Halten Sie, Herr Minister, diese Wertung tatsächlich für gerechtfertigt, die suggeriert ein einfacher deutscher Wehrmachtssoldat oder Postbeamter trage das gleiche Maß an Verantwortung für die Verbrechen des Nazisystems wie die Elitebeamten des Auswärtigen Dienstes? Läßt sich die – in besagtem Text gar nicht erwähnte – Tatsache bestreiten, daß das Auswärtige Amt an der Planung und Ausführung der verbrecherischen Überfälle Nazideutschlands auf zahlreiche Staaten beteiligt war? Halten Sie es im Sinne einer sachgerechten Bewertung für ausreichend, davon zu sprechen, das Auswärtige Amt sei keine „von der SS beherrschte nationalsozialistische Behörde“ gewesen?

2. In der Darstellung heißt es: „Aus dem Deutschlandreferat wurde zur Kontaktpflege mit der NSDAP und ihren Gliederungen, mit SS, SD und Reichssicherheitshauptamt eine ganze Abteilung gebildet, die 1943 Ribbentrop direkt unterstellt und in die Gruppen ´Inland I´ und ´Inland II´ aufgeteilt wurde. In dieser Abteilung wurden auch die ´jüdischen Angelegenheiten´ bearbeitet, und damit war das Auswärtige Amt in die ´Endlösung der Judenfrage´ verstrickt. Die ganze Tragik des Amts jener Jahre zeigen die Akten der Abteilung Inland im Politischen Archiv des Auswärtigen Amts: dort ist das einzige erhaltene Protokoll der Wannsee-Konferenz vom 20. Januar 1942 überliefert, auf der die sog. ´Endlösung der Judenfrage´ und damit der systematische Massenmord an Millionen Menschen beschlossen wurde.“

Sehen Sie mit dieser Passage die Rolle des Auswärtigen Amtes beim Völkermord an den Juden sachgerecht beschrieben?

3. In der Darstellung wird weder das Todesurteil gegen den NS-Außenminister Joachim von Ribbentrop im Nürnberger Prozeß gegen Hauptkriegsverbrecher 1946 noch der Nürnberger „Wilhelmstraßenprozeß“ von 1948/49 erwähnt, in dessen Ergebnis auch hohe Beamte des Auswärtigen Amtes verurteilt worden sind, unter ihnen der ehemalige Staatssekretär Ernst von Weizsäcker und Edmund Veesenmayer, der seitens des Auswärtigen Amtes die Deportation ungarischer Juden organisierte. Gibt es Gründe für ein Beiseitelassen dieser kardinalen geschichtlichen Tatbestände, zu denen auch die frühzeitige Amnestierung der im „Wilhelmstraßenprozeß“ Verurteilten durch amerikanische Behörden gehört?
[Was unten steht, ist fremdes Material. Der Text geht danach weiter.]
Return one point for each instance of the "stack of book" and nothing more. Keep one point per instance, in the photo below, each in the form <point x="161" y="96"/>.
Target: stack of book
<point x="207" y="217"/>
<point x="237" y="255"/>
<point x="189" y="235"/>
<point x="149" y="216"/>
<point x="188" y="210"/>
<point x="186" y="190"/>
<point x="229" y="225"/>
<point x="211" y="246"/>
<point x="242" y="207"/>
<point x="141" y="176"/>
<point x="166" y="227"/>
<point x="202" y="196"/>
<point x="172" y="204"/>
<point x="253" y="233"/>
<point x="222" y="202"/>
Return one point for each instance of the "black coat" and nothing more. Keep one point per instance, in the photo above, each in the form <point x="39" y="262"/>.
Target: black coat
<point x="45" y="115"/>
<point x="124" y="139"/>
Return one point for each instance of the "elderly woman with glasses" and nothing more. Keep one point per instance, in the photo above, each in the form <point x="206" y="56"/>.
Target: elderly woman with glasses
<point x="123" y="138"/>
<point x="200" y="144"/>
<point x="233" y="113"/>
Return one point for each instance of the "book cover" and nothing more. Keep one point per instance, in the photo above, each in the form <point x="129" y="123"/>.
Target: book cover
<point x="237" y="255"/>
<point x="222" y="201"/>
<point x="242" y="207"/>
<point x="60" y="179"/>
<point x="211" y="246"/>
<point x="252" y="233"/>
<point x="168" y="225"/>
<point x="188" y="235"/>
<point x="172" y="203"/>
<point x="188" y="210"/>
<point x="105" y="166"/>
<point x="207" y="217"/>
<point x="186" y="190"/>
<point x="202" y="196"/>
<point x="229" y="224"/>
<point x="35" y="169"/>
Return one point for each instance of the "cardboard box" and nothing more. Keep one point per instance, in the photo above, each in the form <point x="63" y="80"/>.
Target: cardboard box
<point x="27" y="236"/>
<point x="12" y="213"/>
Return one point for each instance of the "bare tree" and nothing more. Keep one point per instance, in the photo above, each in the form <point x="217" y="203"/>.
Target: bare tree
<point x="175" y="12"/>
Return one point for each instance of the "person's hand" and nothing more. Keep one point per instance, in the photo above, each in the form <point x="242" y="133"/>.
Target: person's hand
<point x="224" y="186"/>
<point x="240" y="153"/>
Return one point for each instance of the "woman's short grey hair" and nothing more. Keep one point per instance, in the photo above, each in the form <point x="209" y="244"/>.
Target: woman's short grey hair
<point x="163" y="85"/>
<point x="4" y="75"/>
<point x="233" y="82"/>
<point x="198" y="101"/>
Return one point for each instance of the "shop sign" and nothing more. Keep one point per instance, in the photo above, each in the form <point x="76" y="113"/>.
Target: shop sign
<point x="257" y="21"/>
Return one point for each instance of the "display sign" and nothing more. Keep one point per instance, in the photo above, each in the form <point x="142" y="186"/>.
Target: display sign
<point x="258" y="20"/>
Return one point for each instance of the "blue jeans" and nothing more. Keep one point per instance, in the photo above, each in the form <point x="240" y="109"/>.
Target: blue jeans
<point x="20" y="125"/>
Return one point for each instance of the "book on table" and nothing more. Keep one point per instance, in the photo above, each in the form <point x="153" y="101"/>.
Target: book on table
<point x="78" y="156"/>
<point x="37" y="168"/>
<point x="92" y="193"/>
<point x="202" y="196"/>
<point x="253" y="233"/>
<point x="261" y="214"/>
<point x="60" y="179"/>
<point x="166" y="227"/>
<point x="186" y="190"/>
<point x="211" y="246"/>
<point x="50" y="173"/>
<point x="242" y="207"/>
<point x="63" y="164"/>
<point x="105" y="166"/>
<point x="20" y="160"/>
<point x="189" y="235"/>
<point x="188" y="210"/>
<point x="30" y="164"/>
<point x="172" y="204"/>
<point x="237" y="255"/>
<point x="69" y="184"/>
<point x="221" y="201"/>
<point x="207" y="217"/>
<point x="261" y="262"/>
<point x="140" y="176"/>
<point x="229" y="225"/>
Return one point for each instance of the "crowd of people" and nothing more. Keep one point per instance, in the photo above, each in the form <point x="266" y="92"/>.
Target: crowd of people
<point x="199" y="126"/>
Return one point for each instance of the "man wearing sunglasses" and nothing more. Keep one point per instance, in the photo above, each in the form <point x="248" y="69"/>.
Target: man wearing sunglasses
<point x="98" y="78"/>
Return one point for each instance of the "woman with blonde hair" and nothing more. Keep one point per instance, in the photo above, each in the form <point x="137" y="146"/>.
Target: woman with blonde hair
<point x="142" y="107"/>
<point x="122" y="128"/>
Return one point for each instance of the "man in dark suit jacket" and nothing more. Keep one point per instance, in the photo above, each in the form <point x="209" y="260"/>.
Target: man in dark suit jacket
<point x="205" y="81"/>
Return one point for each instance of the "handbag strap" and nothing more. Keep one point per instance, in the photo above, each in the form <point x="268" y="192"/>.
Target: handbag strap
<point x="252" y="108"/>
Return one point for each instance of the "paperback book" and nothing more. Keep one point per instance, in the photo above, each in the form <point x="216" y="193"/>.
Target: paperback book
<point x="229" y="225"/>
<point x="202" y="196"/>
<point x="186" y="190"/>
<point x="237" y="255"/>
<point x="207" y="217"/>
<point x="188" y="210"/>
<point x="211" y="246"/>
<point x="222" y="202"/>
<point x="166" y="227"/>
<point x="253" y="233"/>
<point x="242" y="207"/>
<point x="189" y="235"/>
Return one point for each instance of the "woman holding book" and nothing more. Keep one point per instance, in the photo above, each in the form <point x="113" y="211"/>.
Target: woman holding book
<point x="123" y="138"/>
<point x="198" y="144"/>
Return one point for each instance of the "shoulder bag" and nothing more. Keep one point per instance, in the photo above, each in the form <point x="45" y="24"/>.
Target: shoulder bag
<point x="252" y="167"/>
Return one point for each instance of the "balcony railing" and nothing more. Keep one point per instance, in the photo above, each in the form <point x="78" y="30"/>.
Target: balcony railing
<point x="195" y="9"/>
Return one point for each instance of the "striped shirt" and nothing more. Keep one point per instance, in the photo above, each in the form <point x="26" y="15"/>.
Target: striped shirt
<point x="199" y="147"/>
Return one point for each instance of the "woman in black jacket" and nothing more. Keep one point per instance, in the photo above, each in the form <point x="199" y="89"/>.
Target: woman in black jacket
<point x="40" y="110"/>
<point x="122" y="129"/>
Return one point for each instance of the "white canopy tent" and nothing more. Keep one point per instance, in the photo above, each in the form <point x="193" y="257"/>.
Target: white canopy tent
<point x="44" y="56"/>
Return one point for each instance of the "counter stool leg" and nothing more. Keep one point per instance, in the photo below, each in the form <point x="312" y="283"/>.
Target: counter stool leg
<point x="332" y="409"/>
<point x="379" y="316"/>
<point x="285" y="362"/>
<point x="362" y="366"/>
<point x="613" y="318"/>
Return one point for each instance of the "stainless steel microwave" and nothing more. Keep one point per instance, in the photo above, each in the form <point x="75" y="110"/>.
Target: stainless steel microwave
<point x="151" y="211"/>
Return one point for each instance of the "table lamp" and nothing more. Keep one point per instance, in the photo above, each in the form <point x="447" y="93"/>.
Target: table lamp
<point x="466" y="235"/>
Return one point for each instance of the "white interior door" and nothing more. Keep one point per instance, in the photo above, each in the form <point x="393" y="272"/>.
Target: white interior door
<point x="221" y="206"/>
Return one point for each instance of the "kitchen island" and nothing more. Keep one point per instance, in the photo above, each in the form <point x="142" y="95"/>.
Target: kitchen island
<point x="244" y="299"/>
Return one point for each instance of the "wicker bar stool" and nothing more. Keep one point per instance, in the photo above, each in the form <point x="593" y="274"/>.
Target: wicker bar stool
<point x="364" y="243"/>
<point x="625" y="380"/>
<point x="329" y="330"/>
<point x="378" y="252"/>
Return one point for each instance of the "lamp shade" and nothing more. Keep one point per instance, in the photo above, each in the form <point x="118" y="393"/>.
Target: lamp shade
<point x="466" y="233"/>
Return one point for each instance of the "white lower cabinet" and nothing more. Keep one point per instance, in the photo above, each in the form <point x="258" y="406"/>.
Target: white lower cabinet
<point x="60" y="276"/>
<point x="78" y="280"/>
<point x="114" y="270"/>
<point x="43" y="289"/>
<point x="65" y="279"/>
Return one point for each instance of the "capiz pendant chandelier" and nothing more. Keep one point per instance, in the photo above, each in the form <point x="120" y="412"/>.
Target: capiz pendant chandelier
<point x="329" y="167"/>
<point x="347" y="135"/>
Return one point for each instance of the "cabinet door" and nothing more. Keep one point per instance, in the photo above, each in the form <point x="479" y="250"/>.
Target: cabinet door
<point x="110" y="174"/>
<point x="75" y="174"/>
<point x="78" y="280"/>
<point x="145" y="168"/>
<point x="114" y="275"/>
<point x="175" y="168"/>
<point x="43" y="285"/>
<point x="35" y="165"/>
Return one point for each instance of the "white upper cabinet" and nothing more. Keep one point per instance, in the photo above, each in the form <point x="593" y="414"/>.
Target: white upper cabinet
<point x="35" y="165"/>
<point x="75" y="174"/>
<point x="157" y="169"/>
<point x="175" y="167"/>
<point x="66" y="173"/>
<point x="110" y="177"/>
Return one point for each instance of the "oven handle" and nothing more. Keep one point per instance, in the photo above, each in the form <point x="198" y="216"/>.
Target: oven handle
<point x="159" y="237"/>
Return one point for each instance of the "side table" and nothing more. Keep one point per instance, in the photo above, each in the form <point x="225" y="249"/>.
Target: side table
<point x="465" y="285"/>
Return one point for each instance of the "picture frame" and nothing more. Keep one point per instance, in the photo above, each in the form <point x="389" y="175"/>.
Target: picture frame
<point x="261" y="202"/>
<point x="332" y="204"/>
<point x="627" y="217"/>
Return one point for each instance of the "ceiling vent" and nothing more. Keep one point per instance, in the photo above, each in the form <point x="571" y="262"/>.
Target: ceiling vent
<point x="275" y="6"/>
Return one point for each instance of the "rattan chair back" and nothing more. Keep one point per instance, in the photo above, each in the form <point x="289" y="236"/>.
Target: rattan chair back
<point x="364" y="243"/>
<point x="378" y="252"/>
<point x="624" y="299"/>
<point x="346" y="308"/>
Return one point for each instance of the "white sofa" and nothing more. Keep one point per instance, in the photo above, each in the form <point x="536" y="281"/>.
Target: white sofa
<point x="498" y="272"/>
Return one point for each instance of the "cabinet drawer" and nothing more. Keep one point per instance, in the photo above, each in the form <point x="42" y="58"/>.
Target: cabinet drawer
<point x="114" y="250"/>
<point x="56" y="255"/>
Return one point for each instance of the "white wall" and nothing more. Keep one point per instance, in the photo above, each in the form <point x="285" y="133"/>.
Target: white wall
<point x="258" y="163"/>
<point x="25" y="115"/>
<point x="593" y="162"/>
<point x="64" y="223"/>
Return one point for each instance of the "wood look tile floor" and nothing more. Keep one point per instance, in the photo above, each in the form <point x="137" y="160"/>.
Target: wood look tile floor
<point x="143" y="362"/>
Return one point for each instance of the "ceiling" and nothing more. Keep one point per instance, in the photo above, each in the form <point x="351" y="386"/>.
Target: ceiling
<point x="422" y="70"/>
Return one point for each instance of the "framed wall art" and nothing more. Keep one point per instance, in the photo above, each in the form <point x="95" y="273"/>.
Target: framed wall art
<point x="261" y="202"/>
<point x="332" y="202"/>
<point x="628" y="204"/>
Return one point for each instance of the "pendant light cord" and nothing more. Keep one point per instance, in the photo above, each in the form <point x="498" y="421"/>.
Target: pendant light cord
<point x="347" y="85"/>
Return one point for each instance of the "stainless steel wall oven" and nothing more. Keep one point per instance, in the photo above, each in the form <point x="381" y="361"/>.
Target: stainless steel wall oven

Wie sehen Sie die in besagtem Text ebenfalls nicht behandelte Problematik, daß in den frühen Jahren der Bundesrepublik hochbelastete Ribbentrop-Diplomaten und andere Nazitäter in nicht geringer Zahl  Wiederverwendung im Auswärtigen Amt fanden?

Sehr geehrter Herr Minister, für eine baldige Antwort auf meine Fragen wäre ich Ihnen dankbar und sehr verbunden.